Налетался всласть в чудных пространствах картин Белотто.
Осторожно подергал за волосы «Святую Агнессу» де Риберы. Как же она на меня посмотрела!
Погрозил пальцем грозному старику с кинжалом в руках работы Гольбейна Младшего.
Стащил раковинку и часы с натюрморта Питера Класа.
…
Гулял по залам Дрезденской галереи часов пять или шесть.
Обезумел от восхищения.
Встретился с высшей жизнью.
С высшей энергией.
И удивительным смирением перед судьбой.

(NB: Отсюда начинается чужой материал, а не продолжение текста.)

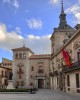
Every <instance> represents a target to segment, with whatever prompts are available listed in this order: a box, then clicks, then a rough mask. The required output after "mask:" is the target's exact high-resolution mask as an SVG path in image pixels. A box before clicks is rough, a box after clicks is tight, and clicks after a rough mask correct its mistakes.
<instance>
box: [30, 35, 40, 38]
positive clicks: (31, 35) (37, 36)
mask: <svg viewBox="0 0 80 100" xmlns="http://www.w3.org/2000/svg"><path fill="white" fill-rule="evenodd" d="M28 38H29V39H40V37H39V36H34V35H32V34H31V35H28Z"/></svg>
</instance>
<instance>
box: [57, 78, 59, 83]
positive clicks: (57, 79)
mask: <svg viewBox="0 0 80 100" xmlns="http://www.w3.org/2000/svg"><path fill="white" fill-rule="evenodd" d="M58 80H59V79H58V77H57V85H59V83H58Z"/></svg>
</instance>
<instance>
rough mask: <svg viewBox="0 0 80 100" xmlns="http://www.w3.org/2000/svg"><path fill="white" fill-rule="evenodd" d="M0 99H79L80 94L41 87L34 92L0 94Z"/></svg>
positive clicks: (33, 99) (35, 99)
mask: <svg viewBox="0 0 80 100" xmlns="http://www.w3.org/2000/svg"><path fill="white" fill-rule="evenodd" d="M0 100H80V95H79V94H77V95H76V94H75V95H73V94H69V93H64V92H60V91H54V90H50V89H42V90H39V91H38V92H37V93H35V94H29V93H27V94H26V93H25V94H0Z"/></svg>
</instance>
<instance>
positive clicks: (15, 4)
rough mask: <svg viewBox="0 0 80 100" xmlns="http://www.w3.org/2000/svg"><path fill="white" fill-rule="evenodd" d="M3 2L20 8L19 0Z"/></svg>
mask: <svg viewBox="0 0 80 100" xmlns="http://www.w3.org/2000/svg"><path fill="white" fill-rule="evenodd" d="M3 3H7V4H9V5H11V6H13V7H15V8H19V1H18V0H3Z"/></svg>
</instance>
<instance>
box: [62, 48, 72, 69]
mask: <svg viewBox="0 0 80 100" xmlns="http://www.w3.org/2000/svg"><path fill="white" fill-rule="evenodd" d="M62 55H63V59H64V61H65V63H66V65H67V66H68V67H71V65H72V62H71V57H70V55H69V53H68V52H67V51H66V50H65V49H62Z"/></svg>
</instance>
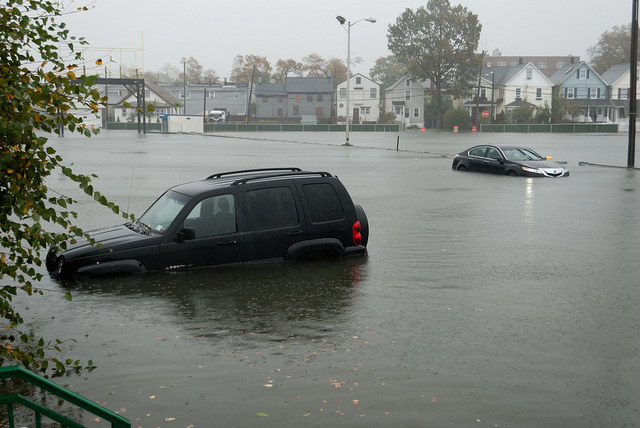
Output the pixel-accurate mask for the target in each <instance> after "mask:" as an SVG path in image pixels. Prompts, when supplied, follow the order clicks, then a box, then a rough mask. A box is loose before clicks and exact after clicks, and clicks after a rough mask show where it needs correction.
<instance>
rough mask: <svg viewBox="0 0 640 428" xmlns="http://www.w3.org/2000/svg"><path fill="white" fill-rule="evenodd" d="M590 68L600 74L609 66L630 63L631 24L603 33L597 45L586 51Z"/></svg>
mask: <svg viewBox="0 0 640 428" xmlns="http://www.w3.org/2000/svg"><path fill="white" fill-rule="evenodd" d="M587 54H588V55H589V59H590V63H591V66H592V67H593V69H594V70H595V71H597V72H598V73H600V74H602V73H604V72H605V71H607V70H608V69H609V68H610V67H611V66H613V65H618V64H626V63H628V62H631V24H628V25H620V26H615V27H613V28H612V29H611V31H605V32H604V33H602V35H601V36H600V39H599V40H598V43H596V44H595V45H593V46H591V47H589V48H588V49H587Z"/></svg>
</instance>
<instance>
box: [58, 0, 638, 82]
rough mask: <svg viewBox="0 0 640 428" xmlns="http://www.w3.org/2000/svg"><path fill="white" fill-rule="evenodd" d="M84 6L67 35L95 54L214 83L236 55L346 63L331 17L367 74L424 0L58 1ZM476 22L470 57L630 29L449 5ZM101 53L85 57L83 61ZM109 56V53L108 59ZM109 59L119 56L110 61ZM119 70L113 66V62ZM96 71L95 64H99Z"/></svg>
mask: <svg viewBox="0 0 640 428" xmlns="http://www.w3.org/2000/svg"><path fill="white" fill-rule="evenodd" d="M64 3H65V4H66V5H69V6H72V7H74V8H75V6H78V5H84V4H87V3H88V4H89V5H90V9H89V11H87V12H82V13H75V14H71V15H67V16H66V17H65V18H64V20H65V21H66V22H67V24H68V26H69V29H70V30H71V33H72V34H74V35H76V36H79V37H85V38H86V39H87V40H88V41H89V43H90V44H91V46H93V47H100V48H123V49H141V50H142V54H139V55H137V57H135V56H134V55H133V54H131V53H126V52H125V53H124V54H122V56H121V58H122V63H123V65H125V66H130V67H133V66H137V67H138V68H143V67H144V69H145V70H146V71H158V70H159V69H160V68H162V66H163V65H165V64H166V63H169V64H172V65H174V66H176V67H180V68H181V67H182V65H181V63H180V60H181V58H183V57H187V58H188V57H194V58H196V59H197V60H198V61H199V62H200V64H202V66H203V67H204V68H205V69H208V68H211V69H213V70H215V71H216V73H217V74H218V76H220V77H228V76H229V75H230V73H231V67H232V64H233V59H234V58H235V57H236V56H237V55H259V56H265V57H267V59H268V60H269V62H270V63H271V65H272V66H273V67H274V68H275V64H276V62H277V61H278V59H289V58H291V59H295V60H297V61H302V58H303V57H305V56H307V55H309V54H311V53H317V54H319V55H320V56H321V57H323V58H325V59H329V58H334V57H336V58H340V59H343V60H346V57H347V32H346V30H345V29H343V28H342V27H341V26H340V24H339V23H338V21H337V20H336V15H342V16H343V17H345V18H346V19H347V20H350V21H351V22H355V21H358V20H359V19H362V18H369V17H372V18H375V19H377V22H376V23H375V24H371V23H369V22H367V21H361V22H359V23H357V25H354V26H352V27H351V53H352V57H357V56H359V57H361V58H362V59H363V60H364V62H363V63H362V64H360V65H357V66H353V68H352V71H353V72H360V73H362V74H365V75H368V74H369V70H370V69H371V67H372V66H373V65H374V63H375V61H376V59H378V58H380V57H384V56H387V55H390V52H389V51H388V50H387V32H388V28H389V25H390V24H393V23H395V21H396V19H397V18H398V16H399V15H400V14H402V12H403V11H404V10H405V9H407V8H409V9H413V10H415V9H417V8H419V7H421V6H425V5H426V4H427V1H426V0H421V1H420V0H405V1H394V0H374V1H372V0H321V1H310V0H235V1H224V2H223V1H219V0H182V1H175V0H65V1H64ZM451 4H452V5H457V4H462V6H464V7H466V8H468V9H469V10H470V11H471V12H473V13H475V14H477V15H478V18H479V20H480V23H481V24H482V34H481V37H480V44H479V47H478V51H482V50H487V51H488V52H489V54H491V53H492V52H493V50H494V49H496V48H498V49H500V51H501V52H502V54H503V55H505V56H516V55H517V56H530V55H545V56H546V55H548V56H556V55H576V56H580V57H581V59H585V60H587V59H588V57H587V54H586V50H587V48H588V47H590V46H593V45H594V44H596V43H597V41H598V39H599V37H600V35H601V34H602V33H603V32H604V31H607V30H610V29H611V28H612V27H613V26H616V25H624V24H627V23H629V22H631V8H632V0H608V1H604V0H598V1H595V0H458V1H456V0H451ZM96 55H97V56H101V55H102V57H103V60H106V56H105V54H100V53H98V54H94V52H90V53H88V55H87V60H92V59H93V57H94V56H96ZM112 56H113V55H112ZM118 56H120V55H119V54H118ZM115 59H116V61H117V62H120V58H115ZM103 66H104V65H103Z"/></svg>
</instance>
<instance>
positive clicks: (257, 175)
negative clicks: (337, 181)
mask: <svg viewBox="0 0 640 428" xmlns="http://www.w3.org/2000/svg"><path fill="white" fill-rule="evenodd" d="M301 175H319V176H320V177H325V178H327V177H333V176H332V175H331V174H329V173H328V172H322V171H316V172H314V171H300V170H298V171H293V172H283V173H281V174H264V175H255V176H253V177H245V178H241V179H239V180H236V181H234V182H233V183H231V185H232V186H240V185H242V184H246V183H247V182H249V181H252V180H263V179H266V178H277V177H293V176H301Z"/></svg>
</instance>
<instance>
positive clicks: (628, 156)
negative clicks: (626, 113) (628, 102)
mask: <svg viewBox="0 0 640 428" xmlns="http://www.w3.org/2000/svg"><path fill="white" fill-rule="evenodd" d="M632 1H633V10H632V11H631V52H630V57H631V69H630V73H631V82H630V86H631V88H630V94H629V98H630V99H631V101H630V102H629V152H628V156H627V167H629V168H633V167H634V165H635V158H636V115H637V106H638V101H637V100H636V98H637V97H636V93H637V85H638V82H637V79H638V0H632Z"/></svg>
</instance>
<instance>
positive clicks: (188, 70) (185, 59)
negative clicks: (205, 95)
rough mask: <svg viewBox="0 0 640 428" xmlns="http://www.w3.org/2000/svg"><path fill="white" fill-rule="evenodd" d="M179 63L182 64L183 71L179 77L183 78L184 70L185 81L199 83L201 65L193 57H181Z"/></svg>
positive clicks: (201, 70) (179, 77)
mask: <svg viewBox="0 0 640 428" xmlns="http://www.w3.org/2000/svg"><path fill="white" fill-rule="evenodd" d="M180 63H182V64H183V68H182V69H183V71H182V72H181V73H180V76H179V79H180V80H183V79H184V76H183V74H184V73H185V72H186V76H187V78H186V81H187V83H200V82H202V65H201V64H200V63H199V62H198V60H197V59H195V58H194V57H189V58H188V59H187V58H182V60H180Z"/></svg>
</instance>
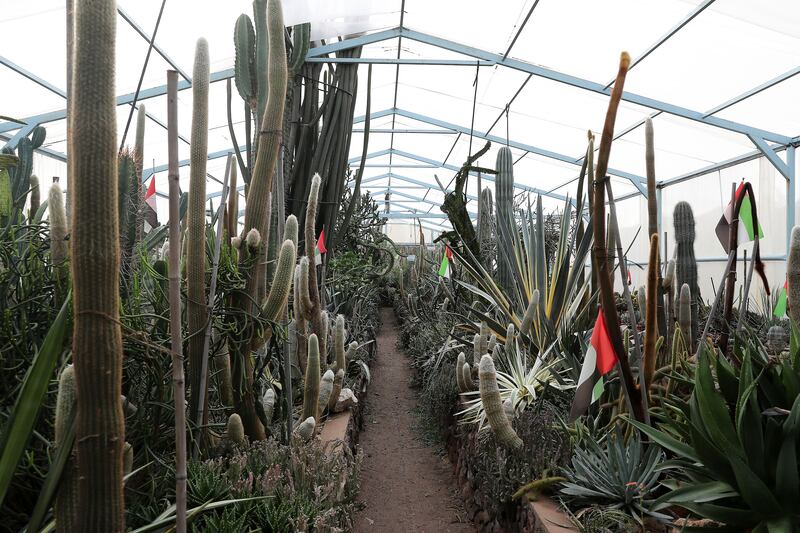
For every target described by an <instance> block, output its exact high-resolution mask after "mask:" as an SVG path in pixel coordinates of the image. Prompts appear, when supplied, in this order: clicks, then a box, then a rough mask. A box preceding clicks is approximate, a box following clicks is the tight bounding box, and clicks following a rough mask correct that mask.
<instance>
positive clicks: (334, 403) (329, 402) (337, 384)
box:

Согласием с волей Творца.
И удавшимся сотворчеством.
А от глаз Сикстинской мадонны просто не мог оторвать взгляд. Пялился, пялился. Влюбился в нее как в земную женщину.
…
Побрел в квартиру эдиковой матери недалеко от главного вокзала. В ужасном сером доме с аркой. В доме, несколько раз переболевшем оспой.
По дороге купил йогурты и ячменную лепешку размером с блюдо. В турецком киоске. Деньги надо было экономить.
В квартире было нестерпимо холодно. В большой комнате стояла угольная печь, но я не знал, как ей пользоваться.
В ванной комнате на стене висел газовый нагреватель. Включил его не без труда и напустил в ванну горячей воды. Разделся и лег. Как хорошо! Стал вспоминать увиденные картины. Заснул. И проснулся через три часа. В ледяной воде.
Выскочил, дрожа и умирая, вытерся, приготовил себе большую кружку растворимого кофе и выпил его, заедая остатками лепешки.
Нашел в шкафу ватные одеяла, завернулся в них и заснул на узкой деревенской кровати. Неужели Эдик привез ее сюда из своей кавказской деревни?
Мне снилась Сикстинская мадонна.
В стране горячих вагин.
Варвары
Эдик взял меня с собой в Берлин. Высадил из своего форда у станции эс-бана Цоо и обещал забрать там же в шесть вечера.
Западный Берлин — вокруг Мемориальной церкви кайзера Вильгельма (обычно называемой Гедехтнискирхе) — еще не потерял тогда, в октябре 1990 года своей привлекательности для десятков тысяч туристов со всего света, львиную долю которых составляли все еще не насытившиеся «западом» бывшие гэдээровцы. Форменно притягивал к себе людей.
Рестораны, кафе, кинотеатры и театры, галереи и фешенебельные магазины от огромного торгового центра КаДеВе с одной стороны до самого конца шикарной улицы Курфюрстендамм (называемой просто Кудам) с другой были полны народа. По Кудаму еще разгуливали элегантно одетые мужчины и женщины. Попадались даже фраки и смокинги. Дорогие платья коктейль. Шляпки и шляпы.
В отелях не было свободных номеров.
Гуляющую публику развлекали самодеятельные музыканты, певцы, фокусники, гимнасты и танцоры, тут и там неизвестные художники малевали прямо на асфальте прекрасные картины, мастера-графики рисовали карандашом на бумаге реалистические портреты радостно позирующих прохожих. Был и один артист, строивший удивительно гадкие рожи. Натягивающий безразмерные губы на нос. Вокруг него толпилось куда больше народа, чем вокруг классической певицы, настырно и нудно тянувшей «Аве Марию».